The damage induced on quartz (c-SiO2) by heavy ions (F, O, Br) at MeV energies, where electronic stopping is dominant, has been investigated by RBS/C and optical methods. The two techniques indicate the formation of amorphous layers with an isotropic refractive index (n = 1.475) at fluences around 1014 cm−2 that are associated to electronic mechanisms. The kinetics of the process can be described as the superposition of linear (possibly initial Poisson curve) and sigmoidal (Avrami-type) contributions. The coexistence of the two kinetic regimes may be associated to the differential roles of the amorphous track cores and preamorphous halos. By using ions and energies whose maximum stopping power lies inside the crystal (O at 13 MeV, F at 15 MeV and F at 30 MeV) buried amorphous layer are formed and optical waveguides at the sample surface have been generated.

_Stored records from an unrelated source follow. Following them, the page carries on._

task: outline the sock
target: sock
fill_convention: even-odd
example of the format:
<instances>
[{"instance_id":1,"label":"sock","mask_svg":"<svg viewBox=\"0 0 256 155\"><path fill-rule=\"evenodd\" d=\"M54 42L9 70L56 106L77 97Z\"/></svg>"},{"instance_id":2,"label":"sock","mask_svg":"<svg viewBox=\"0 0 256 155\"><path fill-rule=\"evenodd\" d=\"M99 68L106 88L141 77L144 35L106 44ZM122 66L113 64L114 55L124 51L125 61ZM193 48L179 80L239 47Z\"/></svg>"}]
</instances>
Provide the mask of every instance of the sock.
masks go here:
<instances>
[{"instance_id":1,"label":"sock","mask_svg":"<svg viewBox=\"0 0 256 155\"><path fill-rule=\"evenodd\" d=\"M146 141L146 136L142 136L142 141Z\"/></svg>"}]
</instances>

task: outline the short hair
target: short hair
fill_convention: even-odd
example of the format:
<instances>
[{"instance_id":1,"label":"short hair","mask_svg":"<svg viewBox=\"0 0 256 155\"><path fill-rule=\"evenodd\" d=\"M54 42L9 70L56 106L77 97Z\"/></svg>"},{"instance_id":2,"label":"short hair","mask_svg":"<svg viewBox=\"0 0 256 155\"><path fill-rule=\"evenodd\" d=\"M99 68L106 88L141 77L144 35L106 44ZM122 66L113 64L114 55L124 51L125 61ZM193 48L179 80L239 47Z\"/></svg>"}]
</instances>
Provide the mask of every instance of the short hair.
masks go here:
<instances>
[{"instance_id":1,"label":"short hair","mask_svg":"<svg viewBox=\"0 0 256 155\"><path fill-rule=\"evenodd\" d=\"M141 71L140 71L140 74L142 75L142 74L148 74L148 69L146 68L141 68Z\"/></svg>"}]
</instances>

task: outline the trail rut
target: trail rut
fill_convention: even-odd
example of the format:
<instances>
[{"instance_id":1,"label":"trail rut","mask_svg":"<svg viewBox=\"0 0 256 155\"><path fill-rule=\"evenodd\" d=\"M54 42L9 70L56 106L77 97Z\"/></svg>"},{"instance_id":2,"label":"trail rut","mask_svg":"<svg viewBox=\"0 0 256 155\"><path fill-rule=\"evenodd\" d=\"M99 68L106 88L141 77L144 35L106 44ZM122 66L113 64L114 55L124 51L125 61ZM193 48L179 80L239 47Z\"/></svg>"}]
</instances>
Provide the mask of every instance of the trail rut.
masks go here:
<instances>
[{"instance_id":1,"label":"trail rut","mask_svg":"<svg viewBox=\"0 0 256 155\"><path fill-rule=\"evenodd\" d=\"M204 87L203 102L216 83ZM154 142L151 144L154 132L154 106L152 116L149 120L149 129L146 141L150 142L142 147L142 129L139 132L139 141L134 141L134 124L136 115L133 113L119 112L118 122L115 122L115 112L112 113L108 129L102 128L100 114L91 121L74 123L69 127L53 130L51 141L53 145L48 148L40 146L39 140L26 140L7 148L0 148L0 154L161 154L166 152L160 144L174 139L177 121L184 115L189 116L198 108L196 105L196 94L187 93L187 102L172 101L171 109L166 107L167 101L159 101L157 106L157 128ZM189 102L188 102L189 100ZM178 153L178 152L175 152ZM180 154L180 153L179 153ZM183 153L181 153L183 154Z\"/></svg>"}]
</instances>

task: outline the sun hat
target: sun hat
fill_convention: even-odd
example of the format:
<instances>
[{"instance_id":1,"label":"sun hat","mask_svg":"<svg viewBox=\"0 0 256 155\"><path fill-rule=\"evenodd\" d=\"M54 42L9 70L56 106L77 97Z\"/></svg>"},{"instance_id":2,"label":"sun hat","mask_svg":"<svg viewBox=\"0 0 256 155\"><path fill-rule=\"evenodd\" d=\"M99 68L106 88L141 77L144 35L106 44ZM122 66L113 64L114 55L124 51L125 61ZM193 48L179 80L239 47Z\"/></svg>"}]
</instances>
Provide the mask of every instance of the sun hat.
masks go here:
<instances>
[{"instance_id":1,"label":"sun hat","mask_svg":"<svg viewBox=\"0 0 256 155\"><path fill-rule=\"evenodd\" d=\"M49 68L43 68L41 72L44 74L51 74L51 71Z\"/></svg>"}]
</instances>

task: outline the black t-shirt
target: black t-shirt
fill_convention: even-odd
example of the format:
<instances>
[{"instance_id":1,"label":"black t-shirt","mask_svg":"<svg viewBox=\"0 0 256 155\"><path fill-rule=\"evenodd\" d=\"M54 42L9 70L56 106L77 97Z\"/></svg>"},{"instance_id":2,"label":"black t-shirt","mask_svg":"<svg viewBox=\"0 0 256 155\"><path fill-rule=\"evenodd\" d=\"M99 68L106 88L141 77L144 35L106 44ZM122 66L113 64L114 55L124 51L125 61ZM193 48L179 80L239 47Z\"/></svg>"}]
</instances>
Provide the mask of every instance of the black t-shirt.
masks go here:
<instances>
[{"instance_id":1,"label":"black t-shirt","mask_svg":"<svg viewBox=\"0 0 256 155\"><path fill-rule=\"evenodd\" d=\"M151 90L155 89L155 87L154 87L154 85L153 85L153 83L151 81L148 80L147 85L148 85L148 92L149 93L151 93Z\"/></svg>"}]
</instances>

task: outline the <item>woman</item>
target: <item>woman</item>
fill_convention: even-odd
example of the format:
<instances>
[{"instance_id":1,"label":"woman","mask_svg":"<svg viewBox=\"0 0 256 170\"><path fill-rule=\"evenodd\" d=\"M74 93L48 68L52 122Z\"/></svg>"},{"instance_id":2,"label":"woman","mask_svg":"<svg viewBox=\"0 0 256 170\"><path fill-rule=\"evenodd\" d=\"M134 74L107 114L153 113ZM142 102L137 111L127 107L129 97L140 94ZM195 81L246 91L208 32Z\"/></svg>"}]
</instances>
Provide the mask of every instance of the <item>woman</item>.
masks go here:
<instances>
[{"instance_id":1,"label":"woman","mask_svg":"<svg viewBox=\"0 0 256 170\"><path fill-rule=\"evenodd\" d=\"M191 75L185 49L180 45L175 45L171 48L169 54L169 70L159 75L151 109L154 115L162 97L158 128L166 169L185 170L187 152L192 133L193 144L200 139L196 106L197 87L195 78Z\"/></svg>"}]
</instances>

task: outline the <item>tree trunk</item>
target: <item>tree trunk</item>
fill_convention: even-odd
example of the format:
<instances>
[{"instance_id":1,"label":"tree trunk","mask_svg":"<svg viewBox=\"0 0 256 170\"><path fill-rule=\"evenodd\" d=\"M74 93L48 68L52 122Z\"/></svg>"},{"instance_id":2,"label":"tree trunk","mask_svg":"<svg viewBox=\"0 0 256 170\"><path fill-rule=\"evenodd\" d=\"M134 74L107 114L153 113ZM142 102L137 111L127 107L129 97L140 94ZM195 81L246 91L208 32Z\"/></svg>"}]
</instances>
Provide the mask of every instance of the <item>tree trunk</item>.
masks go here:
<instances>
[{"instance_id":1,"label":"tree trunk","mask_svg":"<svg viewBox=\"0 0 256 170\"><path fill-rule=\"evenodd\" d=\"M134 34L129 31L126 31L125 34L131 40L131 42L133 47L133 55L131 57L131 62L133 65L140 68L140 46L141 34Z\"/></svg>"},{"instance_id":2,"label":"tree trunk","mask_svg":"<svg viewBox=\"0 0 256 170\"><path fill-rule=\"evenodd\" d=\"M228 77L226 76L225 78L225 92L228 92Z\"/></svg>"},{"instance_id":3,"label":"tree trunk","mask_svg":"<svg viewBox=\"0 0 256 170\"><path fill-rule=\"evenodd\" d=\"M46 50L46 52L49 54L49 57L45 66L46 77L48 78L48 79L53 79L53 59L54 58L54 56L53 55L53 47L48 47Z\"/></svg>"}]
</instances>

Crack mechanical failure in lithium niobate crystal under ion irradiation; novel simulation by extended finite elements

Swift heavy ion irradiation (ions with mass heavier than 15 and energy exceeding MeV/amu) transfer their energy mainly to the electronic system with small momentum transfer per collision. Therefore, they produce linear regions (columnar nano-tracks) around the straight ion trajectory, with marked modifications with respect to the virgin material, e.g., phase transition, amorphization, compaction, changes in physical or chemical properties. In the case of crystalline materials the most distinctive feature of swift heavy ion irradiation is the production of amorphous tracks embedded in the crystal. Lithium niobate is a relevant optical material that presents birefringence due to its anysotropic trigonal structure. The amorphous phase is certainly isotropic. In addition, its refractive index exhibits high contrast with those of the crystalline phase. This allows one to fabricate waveguides by swift ion irradiation with important technological relevance. From the mechanical point of view, the inclusion of an amorphous nano-track (with a density 15% lower than that of the crystal) leads to the generation of important stress/strain fields around the track. Eventually these fields are the origin of crack formation with fatal consequences for the integrity of the samples and the viability of the method for nano-track formation. For certain crystal cuts (X and Y), these fields are clearly anisotropic due to the crystal anisotropy. We have used finite element methods to calculate the stress/strain fields that appear around the ion-generated amorphous nano-tracks for a variety of ion energies and doses. A very remarkable feature for X cut-samples is that the maximum shear stress appears on preferential planes that form +/-45º with respect to the crystallographic planes. This leads to the generation of oriented surface cracks when the dose increases. The growth of the cracks along the anisotropic crystal has been studied by means of novel extended finite element methods, which include cracks as discontinuities. In this way we can study how the length and depth of a crack evolves as function of the ion dose. In this work we will show how the simulations compare with experiments and their application in materials modification by ion irradiation.